Dear All,
Myself and a colleague are currently battling against 200 USB devices, the background is that we need to check that all the information that is stored on each USB pen is the same as the next.
We have tried several theories but none of which work or they take too long and it would be the opening event of the olympics before we had finished all 200.
We have hashed each file including the folders with the USB device however in doing so we would need to check each file and make sure no additional files were found - after testing we have found that some programs don't work at all, and some compare the files but don't find the extras that could be on the devices making that method pointless.
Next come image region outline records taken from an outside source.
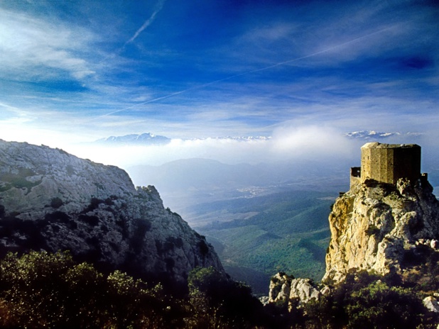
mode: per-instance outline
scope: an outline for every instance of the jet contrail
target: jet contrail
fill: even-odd
[[[145,28],[146,28],[148,26],[149,26],[151,23],[153,23],[154,21],[154,19],[156,19],[156,16],[158,13],[158,12],[162,10],[162,9],[163,8],[163,4],[165,3],[165,0],[161,0],[158,2],[158,4],[157,4],[157,8],[154,11],[154,12],[152,13],[152,15],[151,16],[151,17],[149,18],[148,18],[146,21],[145,21],[145,22],[143,23],[143,24],[140,27],[140,28],[139,30],[137,30],[136,31],[136,33],[134,33],[134,35],[128,40],[125,43],[125,44],[124,45],[124,47],[125,47],[126,45],[128,45],[130,43],[132,43],[133,41],[134,41],[134,40],[139,36],[139,35],[140,33],[141,33],[143,30]],[[124,48],[122,47],[122,48]]]
[[[146,22],[145,22],[143,26],[145,26],[146,24],[146,23],[148,21],[150,21],[155,16],[155,13],[156,13],[156,12],[154,13],[153,13],[151,17],[148,21],[146,21]],[[146,27],[146,26],[148,26],[148,25],[146,25],[145,27]],[[143,28],[143,26],[142,26],[142,28]],[[139,29],[138,32],[139,33],[143,30],[142,28]],[[245,72],[243,72],[243,73],[239,73],[238,74],[234,74],[234,75],[230,75],[229,77],[226,77],[225,78],[220,79],[218,80],[215,80],[215,81],[212,81],[211,82],[208,82],[207,84],[200,84],[200,85],[195,86],[195,87],[191,87],[191,88],[188,88],[187,89],[180,90],[180,91],[176,91],[176,92],[174,92],[174,93],[168,94],[167,94],[166,96],[163,96],[161,97],[157,97],[156,99],[150,99],[148,101],[146,101],[138,104],[134,104],[134,105],[132,105],[132,106],[129,106],[129,107],[121,108],[120,110],[116,110],[116,111],[114,111],[113,112],[108,113],[104,114],[102,116],[97,116],[97,117],[96,117],[94,118],[92,118],[91,120],[94,120],[94,119],[97,119],[97,118],[104,118],[105,116],[111,116],[112,114],[114,114],[114,113],[119,113],[119,112],[123,112],[124,111],[129,110],[130,108],[133,108],[138,107],[138,106],[141,106],[143,105],[148,104],[149,103],[153,103],[153,102],[155,102],[155,101],[160,101],[161,99],[168,99],[169,97],[174,96],[175,95],[179,95],[180,94],[183,94],[183,93],[185,93],[187,91],[190,91],[191,90],[200,89],[206,87],[207,86],[210,86],[211,84],[217,84],[218,82],[222,82],[226,81],[226,80],[229,80],[231,79],[236,78],[236,77],[242,77],[243,75],[247,75],[247,74],[251,74],[252,73],[256,73],[256,72],[261,72],[261,71],[265,71],[266,69],[272,69],[273,67],[276,67],[278,66],[285,65],[286,64],[292,63],[293,62],[297,62],[298,60],[305,60],[305,58],[312,57],[316,56],[318,55],[320,55],[320,54],[323,54],[325,52],[327,52],[331,51],[331,50],[332,50],[334,49],[336,49],[336,48],[340,48],[340,47],[343,47],[343,46],[345,46],[346,45],[349,45],[350,43],[356,43],[357,41],[359,41],[360,40],[366,39],[366,38],[369,38],[369,37],[371,37],[372,35],[374,35],[376,34],[381,33],[382,32],[386,31],[387,30],[390,30],[393,27],[391,26],[389,28],[383,28],[383,29],[379,30],[378,31],[373,32],[372,33],[367,34],[366,35],[362,35],[361,37],[355,38],[354,39],[350,40],[347,41],[345,43],[339,43],[338,45],[334,45],[332,47],[330,47],[330,48],[325,48],[325,49],[324,49],[323,50],[320,50],[318,52],[313,52],[312,54],[309,54],[309,55],[307,55],[305,56],[302,56],[302,57],[300,57],[293,58],[292,60],[286,60],[284,62],[279,62],[273,64],[272,65],[266,66],[266,67],[262,67],[262,68],[260,68],[260,69],[252,69],[251,71],[246,71]],[[136,32],[136,34],[134,34],[134,35],[133,36],[133,38],[131,38],[131,39],[134,40],[138,35],[139,34]],[[127,41],[126,43],[128,43],[129,42],[129,40]]]

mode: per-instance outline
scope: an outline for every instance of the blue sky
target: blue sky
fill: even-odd
[[[4,0],[0,138],[318,145],[376,130],[433,143],[438,17],[433,0]]]

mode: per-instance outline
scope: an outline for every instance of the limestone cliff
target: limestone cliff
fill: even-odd
[[[136,188],[124,170],[61,150],[0,140],[0,253],[31,249],[175,280],[197,266],[224,271],[153,186]]]
[[[323,281],[351,269],[401,272],[439,238],[439,202],[426,179],[396,184],[367,179],[339,197],[330,214],[331,240]]]

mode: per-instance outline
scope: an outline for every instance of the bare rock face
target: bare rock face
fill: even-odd
[[[29,250],[70,250],[109,269],[177,281],[197,266],[224,272],[153,186],[61,150],[0,140],[0,255]]]
[[[396,184],[367,180],[339,197],[330,214],[331,240],[323,281],[352,269],[400,272],[426,248],[437,247],[439,202],[426,178]]]
[[[270,281],[268,302],[286,303],[297,299],[300,304],[318,300],[321,294],[310,279],[295,279],[285,273],[277,273]]]

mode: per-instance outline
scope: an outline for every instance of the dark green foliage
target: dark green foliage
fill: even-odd
[[[224,277],[213,267],[193,269],[188,287],[190,328],[251,328],[264,323],[262,305],[248,286]]]
[[[397,274],[380,277],[352,273],[333,287],[331,295],[304,306],[296,325],[306,328],[433,328],[438,320],[421,296],[399,285]]]
[[[61,200],[58,197],[53,198],[52,199],[52,201],[50,201],[50,206],[52,208],[55,208],[55,209],[58,209],[58,208],[60,208],[63,204],[64,204],[64,203],[63,202],[63,200]]]
[[[134,225],[136,228],[129,243],[133,251],[139,252],[143,245],[145,234],[151,229],[151,223],[148,219],[136,219]]]
[[[261,281],[261,274],[269,278],[283,270],[320,280],[325,274],[331,195],[338,194],[291,191],[191,210],[194,217],[209,220],[196,230],[215,245],[230,274],[266,295],[268,280]]]
[[[209,246],[205,240],[200,240],[198,242],[198,249],[202,256],[205,256],[209,253]]]
[[[97,209],[99,207],[99,205],[101,203],[104,203],[105,201],[100,199],[97,198],[92,198],[90,200],[90,204],[89,204],[87,207],[84,208],[82,211],[82,213],[87,213],[89,211],[93,211],[94,209]]]
[[[78,217],[80,221],[87,223],[90,226],[96,226],[99,224],[99,217],[94,215],[89,216],[80,214]]]
[[[0,263],[2,328],[178,328],[179,308],[160,286],[104,276],[68,253],[9,254]]]
[[[76,222],[71,219],[68,214],[60,211],[56,211],[51,213],[46,213],[44,216],[44,220],[39,221],[38,225],[40,227],[43,227],[52,223],[61,223],[65,224],[70,230],[75,230],[77,228]]]
[[[45,221],[25,221],[12,215],[6,216],[0,221],[0,236],[11,238],[18,246],[18,250],[26,250],[29,247],[36,249],[44,249],[47,247],[45,239],[39,230],[42,223],[44,222],[43,225],[46,225]],[[20,235],[26,236],[26,239],[21,238]],[[0,249],[0,257],[5,254],[6,252]]]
We have tried to get an MD5 of the drive as a whole, but i know that with 200 devices there will be batch variations between the different USB denies meaning the number of bytes differ slightly and as such the MD5's are different, making this solution null and void.
Finally we tried to hash the volume, but the hashes don't match. unsure as to why but it mean this method is out too.
each USB device is the same type, same model and same manufacturer (as far as we can tell) each are the same size (1gb, 950mb usable)
Does anyone have any ides or programs we can try?
Thanks
Greetings,
Here's what I'd do, using Linux
First, figure out a command to hash all the files on the drive. Here's one suggestion
find . -type f -a \! -name MD5SUMS | parallel -j+0 "md5sum {} >>MD5SUMS"
or
find path/to/folder -type f -print0 | sort -z | xargs -0 sha1sum | sha1sum
(both lifted from stackoverflow) If you use the first version you should definitely add a "sort -z" to it.
Then, using your "golden" USB drive, generate a master hash list.
For each of the remaining drives, run your hash command and diff the results against the master hash list.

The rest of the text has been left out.